4. НЕОПАСНОЕ ГОВОРЕНИЕ
А.Д.: Еще до того, как в публичном — или, скорее, официальном — языке тематика модернизации сменила рассуждения о суверенной демократии, был велик соблазн сопоставлять эту рамку (“священная наша держава”) с советским обязательным первопринципом нарастающей идеологической борьбы и конечной победы коммунизма или социализма во всем мире. Но в любом случае это был бы уже не боевой лозунг в духе 1930-х, а некий циклопический “идейный” элемент пейзажа в духе полотен Эрика Булатова… Главный промежуточный итог нашего диалога: такое замыкание теоретической рефлексии “национальными” рамками не просто спускается сверху в фельдъегерских пакетах и не проступает огненными буквами на историософском горизонте, а порождается изнутри новых, уже постсоветских интеллектуальных и культурных механизмов.
А.Б.: Верно, и прежде всего происходит это в рутинных процедурах институциональной микрополитики.
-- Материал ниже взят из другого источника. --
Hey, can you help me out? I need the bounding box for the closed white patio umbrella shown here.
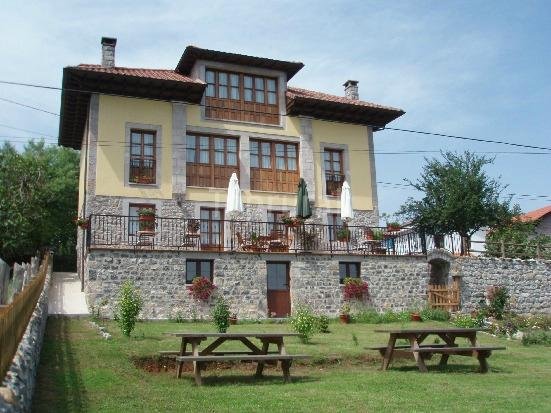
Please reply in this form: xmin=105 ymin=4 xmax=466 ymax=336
xmin=340 ymin=181 xmax=354 ymax=222
xmin=225 ymin=172 xmax=244 ymax=217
При этом складывание нового символического контура, который в иные моменты 2000-х пугал наблюдателей своей безальтернативностью, было отнюдь не механическим, а сам процесс и сегодня далек от завершения. Мы вольно или невольно вовлечены в него, поддерживая этот контур собственным согласием или, по меньшей мере, отказом от контрдействия. Нужно помнить, что все 90-е были достаточно пестрым периодом и тяжеловесная надпись “Россия”, заслонившая политический горизонт в начале 2000-х, уже тогда присутствовала на некоторых эскизах. Но, как и фундаменталистское крыло РПЦ или националистические движения, относительно долгое время остававшиеся на периферии публичной сферы, эти эскизы пылились бы сегодня в архивах, сумей мы на месте демонтированных партийных структур создать сколь-нибудь успешно действующие механизмы самоуправления — хотя бы академического.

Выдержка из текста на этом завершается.